Deepest appreciation to Scott Luft and George Angwin.

History of the anti-nuclear comments

Also, Scott Luft compiled a "storify" of his twitter interchange with Mark Z. Jacobson on this subject.    In my opinion, Jacobson comes off badly in the exchange. It doesn't take complex work to show the flaws in Jacobson's arguments.  You simply start with quoting him directly, and the facts take it from there.


Steve Aplin said...

"Nuclear went down, natural gas wasn't available, and oil and coal use went up. Nothing to celebrate. We're not looking at "green" energy expanding."

Absolutely yes. And that's just electricity. Natgas use did go up, for exactly the reason you mention -- it was cold. Vermont is the same as Ontario, and the Ontario energy peak is, and always has been, in winter -- electricity is in long third place, behind heat (#1) and transportation (#2).

My bet is that natural gas use actually skyrocketed in Vermont during Q4 2014 and Q1 2015, by much more than the amount the graph shows it decreased in electricity generation.

If Jacobson's fantasies had any basis in reality, wind/solar would have picked up ALL VY's slack, and would have provided a hundred-or-so million MWh for heating to boot. No need for any of that gas.

But alas, his fantasies share no correspondence with reality. The graph shows wind and solar were negligible, and did nothing to mitigate fossil use IN ELECTRICITY, forget about heat and transportation.

jim said...

Thanks for that hard-worked graph I'm studying -- like every legislator ought!!

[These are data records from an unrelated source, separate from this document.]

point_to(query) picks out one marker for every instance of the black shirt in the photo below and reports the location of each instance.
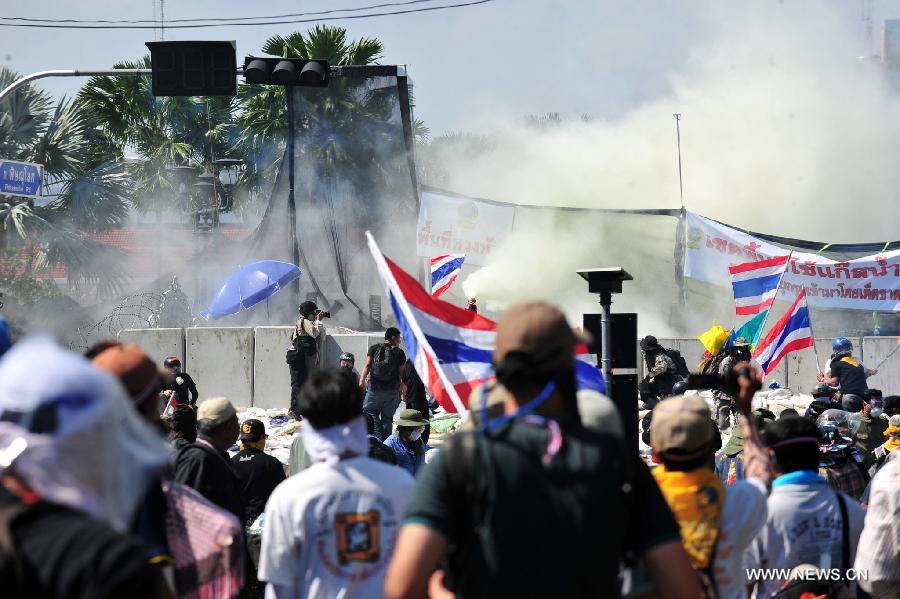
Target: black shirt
(67, 554)
(398, 359)
(558, 530)
(851, 375)
(259, 474)
(208, 471)
(183, 386)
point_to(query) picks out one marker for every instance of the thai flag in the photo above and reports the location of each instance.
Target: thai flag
(792, 332)
(450, 346)
(444, 270)
(755, 284)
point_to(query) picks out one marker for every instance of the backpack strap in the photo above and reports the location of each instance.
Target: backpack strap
(845, 534)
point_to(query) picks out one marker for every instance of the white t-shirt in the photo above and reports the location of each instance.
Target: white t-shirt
(803, 527)
(743, 516)
(330, 530)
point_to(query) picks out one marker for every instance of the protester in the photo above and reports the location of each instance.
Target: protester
(347, 361)
(882, 453)
(76, 461)
(196, 544)
(840, 463)
(717, 523)
(204, 465)
(799, 503)
(513, 504)
(303, 354)
(257, 472)
(406, 442)
(879, 546)
(181, 385)
(182, 423)
(140, 377)
(384, 362)
(844, 371)
(662, 372)
(330, 529)
(377, 449)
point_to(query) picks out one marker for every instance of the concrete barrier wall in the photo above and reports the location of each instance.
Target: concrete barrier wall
(876, 349)
(158, 343)
(271, 381)
(221, 361)
(247, 365)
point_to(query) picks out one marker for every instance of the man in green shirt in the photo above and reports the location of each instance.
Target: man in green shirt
(535, 504)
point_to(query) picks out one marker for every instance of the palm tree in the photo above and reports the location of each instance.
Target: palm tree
(161, 132)
(90, 193)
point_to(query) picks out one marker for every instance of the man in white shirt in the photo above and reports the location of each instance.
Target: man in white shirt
(806, 520)
(329, 530)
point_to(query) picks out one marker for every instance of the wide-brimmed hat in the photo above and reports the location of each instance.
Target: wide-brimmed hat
(410, 417)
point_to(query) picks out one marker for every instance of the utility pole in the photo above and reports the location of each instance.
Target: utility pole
(677, 116)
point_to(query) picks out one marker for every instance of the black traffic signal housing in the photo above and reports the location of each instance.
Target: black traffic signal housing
(286, 71)
(203, 68)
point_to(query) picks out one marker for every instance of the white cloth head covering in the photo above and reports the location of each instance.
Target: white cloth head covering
(86, 447)
(329, 444)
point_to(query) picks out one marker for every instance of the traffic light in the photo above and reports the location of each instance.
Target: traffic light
(202, 68)
(287, 71)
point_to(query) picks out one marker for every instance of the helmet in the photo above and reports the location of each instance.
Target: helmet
(841, 344)
(822, 390)
(649, 343)
(679, 388)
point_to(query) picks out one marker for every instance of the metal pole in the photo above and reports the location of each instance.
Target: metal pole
(677, 116)
(605, 334)
(292, 206)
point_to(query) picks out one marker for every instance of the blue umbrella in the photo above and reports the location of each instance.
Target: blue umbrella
(249, 285)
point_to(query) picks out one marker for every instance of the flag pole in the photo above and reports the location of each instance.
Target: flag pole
(769, 309)
(420, 336)
(815, 350)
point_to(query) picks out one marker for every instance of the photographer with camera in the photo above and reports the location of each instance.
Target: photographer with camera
(302, 355)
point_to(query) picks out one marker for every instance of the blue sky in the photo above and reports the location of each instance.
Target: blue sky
(510, 57)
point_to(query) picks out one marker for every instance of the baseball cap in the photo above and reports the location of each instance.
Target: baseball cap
(538, 330)
(681, 423)
(252, 430)
(216, 409)
(133, 367)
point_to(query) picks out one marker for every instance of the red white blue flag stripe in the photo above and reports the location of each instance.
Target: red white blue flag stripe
(444, 270)
(450, 346)
(791, 333)
(755, 284)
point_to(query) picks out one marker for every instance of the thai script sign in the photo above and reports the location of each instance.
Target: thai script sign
(453, 224)
(867, 283)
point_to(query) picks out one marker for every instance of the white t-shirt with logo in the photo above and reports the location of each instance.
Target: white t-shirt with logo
(330, 530)
(804, 527)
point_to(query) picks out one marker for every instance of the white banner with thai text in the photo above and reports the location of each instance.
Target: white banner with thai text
(867, 283)
(454, 225)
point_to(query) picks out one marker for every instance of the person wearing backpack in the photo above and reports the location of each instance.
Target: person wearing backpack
(303, 353)
(717, 523)
(808, 522)
(382, 369)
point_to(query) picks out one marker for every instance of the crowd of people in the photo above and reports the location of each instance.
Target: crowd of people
(116, 479)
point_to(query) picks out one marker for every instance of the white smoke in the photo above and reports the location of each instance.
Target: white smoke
(785, 130)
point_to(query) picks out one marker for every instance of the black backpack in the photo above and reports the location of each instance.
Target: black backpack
(385, 364)
(680, 364)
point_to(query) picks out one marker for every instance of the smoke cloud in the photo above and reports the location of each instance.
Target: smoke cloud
(785, 129)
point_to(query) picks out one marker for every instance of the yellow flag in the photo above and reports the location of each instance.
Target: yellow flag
(714, 339)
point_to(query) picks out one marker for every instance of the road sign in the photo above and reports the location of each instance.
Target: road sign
(21, 178)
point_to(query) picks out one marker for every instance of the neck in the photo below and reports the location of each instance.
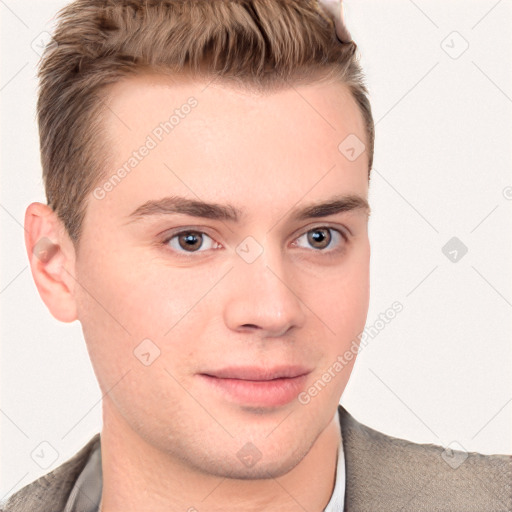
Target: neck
(138, 476)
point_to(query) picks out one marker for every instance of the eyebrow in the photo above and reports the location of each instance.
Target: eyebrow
(181, 205)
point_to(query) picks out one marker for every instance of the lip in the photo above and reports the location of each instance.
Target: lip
(255, 386)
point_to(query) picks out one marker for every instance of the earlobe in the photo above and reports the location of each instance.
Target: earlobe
(52, 260)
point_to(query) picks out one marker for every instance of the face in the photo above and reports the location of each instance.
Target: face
(189, 311)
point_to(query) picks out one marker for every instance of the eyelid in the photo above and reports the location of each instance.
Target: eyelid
(169, 235)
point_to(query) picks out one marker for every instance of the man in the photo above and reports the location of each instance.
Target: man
(207, 168)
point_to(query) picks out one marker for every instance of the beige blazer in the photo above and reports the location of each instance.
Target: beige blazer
(383, 474)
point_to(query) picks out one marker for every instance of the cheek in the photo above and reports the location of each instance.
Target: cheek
(343, 299)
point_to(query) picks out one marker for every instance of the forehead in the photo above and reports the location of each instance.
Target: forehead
(212, 141)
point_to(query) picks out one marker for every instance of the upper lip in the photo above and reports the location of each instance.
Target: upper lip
(258, 373)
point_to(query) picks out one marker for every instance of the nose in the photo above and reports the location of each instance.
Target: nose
(261, 298)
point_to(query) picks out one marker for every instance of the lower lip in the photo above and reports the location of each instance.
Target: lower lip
(264, 393)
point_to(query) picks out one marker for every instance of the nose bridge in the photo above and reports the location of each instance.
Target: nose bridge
(262, 296)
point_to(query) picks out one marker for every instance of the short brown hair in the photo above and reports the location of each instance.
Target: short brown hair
(260, 44)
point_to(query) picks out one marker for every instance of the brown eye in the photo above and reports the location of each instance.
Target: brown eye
(323, 239)
(319, 238)
(190, 242)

Have a Happy New Year & Keep the Flame!!

James Greenidge
Queens NY

Scott Luft said...

I posted the following comment on Facebook, and am reposting here with links to the data source:
"Quebec shut it's nuclear generating station late in 2012. It is be possible to find sales from Canada to Vermont via Canada's National Energy board: YTD October exports to Vermont from Canada, mostly Quebec, show as up just 214 GWh (2015 over 2014) - but the price was up over 10% (nearing $70/MWh)."
The numbers are pulled from Canada's National Energy Board. International traders are authorized and file reports inclusive of client for export sales. The data I calculated my comments from was October year-to-date totals for both 2014 and 2015 taken from Table 3A - Export Sales Summary Report by Destination" -

I'll note there is an excellent, related, summary of changes in the New England ISO system up on Linkedin, by Energy VP External Affairs Mike Twomey:

Meredith Angwin said...

Thank you all for your comments!

Steve, Jacobson believes in Water Wind and Sun. His plans don't even include biomass or any type of heat engine except geothermal. If you go to his website and look at his staff leadership---it includes a "creative director" and a "producer." I think he is more about publicity than facts.

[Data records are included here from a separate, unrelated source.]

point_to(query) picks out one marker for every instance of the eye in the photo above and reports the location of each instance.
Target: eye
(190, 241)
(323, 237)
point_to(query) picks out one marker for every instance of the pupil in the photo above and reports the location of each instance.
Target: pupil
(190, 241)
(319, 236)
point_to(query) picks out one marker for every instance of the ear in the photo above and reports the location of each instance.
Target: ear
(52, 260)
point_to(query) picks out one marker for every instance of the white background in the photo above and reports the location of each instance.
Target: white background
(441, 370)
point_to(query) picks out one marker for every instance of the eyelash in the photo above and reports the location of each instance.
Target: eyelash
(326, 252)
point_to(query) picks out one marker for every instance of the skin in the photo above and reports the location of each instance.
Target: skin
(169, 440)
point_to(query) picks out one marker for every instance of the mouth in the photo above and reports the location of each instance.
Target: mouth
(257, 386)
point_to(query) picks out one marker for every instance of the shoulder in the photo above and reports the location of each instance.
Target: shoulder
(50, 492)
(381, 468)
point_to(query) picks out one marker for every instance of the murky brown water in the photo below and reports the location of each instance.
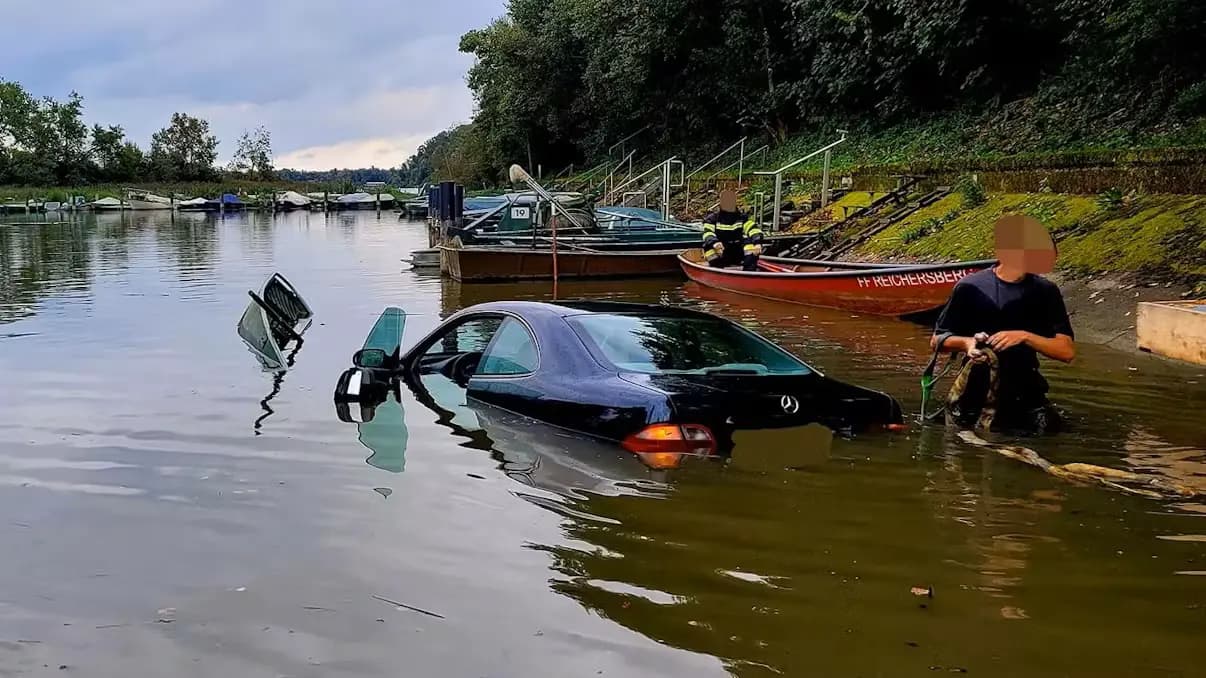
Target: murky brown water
(158, 518)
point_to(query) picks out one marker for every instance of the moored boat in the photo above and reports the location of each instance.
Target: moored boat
(486, 264)
(145, 200)
(888, 290)
(364, 202)
(292, 200)
(228, 202)
(107, 204)
(195, 204)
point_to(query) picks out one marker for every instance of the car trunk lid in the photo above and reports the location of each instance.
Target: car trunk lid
(732, 401)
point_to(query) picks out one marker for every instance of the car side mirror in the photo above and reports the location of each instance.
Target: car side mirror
(369, 358)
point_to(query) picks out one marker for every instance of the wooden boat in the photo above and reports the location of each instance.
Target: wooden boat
(485, 264)
(1174, 329)
(888, 290)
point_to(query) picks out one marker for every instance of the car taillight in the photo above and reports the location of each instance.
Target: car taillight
(672, 439)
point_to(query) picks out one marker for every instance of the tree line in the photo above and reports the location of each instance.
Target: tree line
(560, 81)
(46, 142)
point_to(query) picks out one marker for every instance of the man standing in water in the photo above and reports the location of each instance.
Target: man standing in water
(1018, 314)
(730, 237)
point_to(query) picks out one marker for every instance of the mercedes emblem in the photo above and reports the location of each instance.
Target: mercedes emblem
(790, 404)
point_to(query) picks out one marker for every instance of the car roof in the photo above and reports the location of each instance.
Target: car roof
(577, 308)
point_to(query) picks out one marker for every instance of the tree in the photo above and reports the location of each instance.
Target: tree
(253, 156)
(185, 150)
(106, 147)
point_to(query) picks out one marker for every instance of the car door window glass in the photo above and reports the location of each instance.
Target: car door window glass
(513, 352)
(470, 337)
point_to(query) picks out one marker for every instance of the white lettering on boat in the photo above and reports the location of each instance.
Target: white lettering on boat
(914, 279)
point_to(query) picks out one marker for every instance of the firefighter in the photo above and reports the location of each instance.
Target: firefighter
(730, 237)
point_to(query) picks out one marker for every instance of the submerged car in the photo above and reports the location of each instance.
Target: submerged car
(655, 379)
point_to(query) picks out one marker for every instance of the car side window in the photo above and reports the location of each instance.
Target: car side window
(513, 352)
(470, 337)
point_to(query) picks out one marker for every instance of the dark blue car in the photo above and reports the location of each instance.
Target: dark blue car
(655, 379)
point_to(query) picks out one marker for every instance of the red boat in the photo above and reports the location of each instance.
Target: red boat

James. Thank you. Happy New Year to you and your family. I always love to see your name on a comment.

Scott, I appreciate this. Once again, Blogspot annoys me by not bringing the links over in a comment. Your links are important! So, I will try to bring them over myself by hand-doing the html link. Here goes. Hope it works.

Canadian link

Twomey link

Unknown said...


It would seem that in the US north, a great percentage of buildings use natural gas direct heating. This actually makes sense. Economically speaking, if your goal is heat, it makes far more sense to heat space by directly burning natural gas, than to use natural gas to generate electricity - because, of course, as you know (since you have been in chemistry and energy issues for a long time) you have to burn 2 to 3 times as much gas to generate the electricity to produce equivalent heat to directly burning the natural gas.

But, it also raises another important point - 1) If we are to seriously cut greenhouse gas emissions in the country, we need to move to heating by a combination of clean electricity and, possibly, geothermal energy (that is, electric geothermal heatpump systems); 2) The ONLY source of electricity that is reliable enough in the winter to make sure that people don't freeze, is nuclear.

Wind and Solar are just too unreliable to use for heat in the northern US, Canada, etc. So, if for no other reason, we should build nuclear for clean electric heat in the winter. . . and use the electricity for other purposes the rest of the year (I think we can find ways to put the electricity to use ;-) ).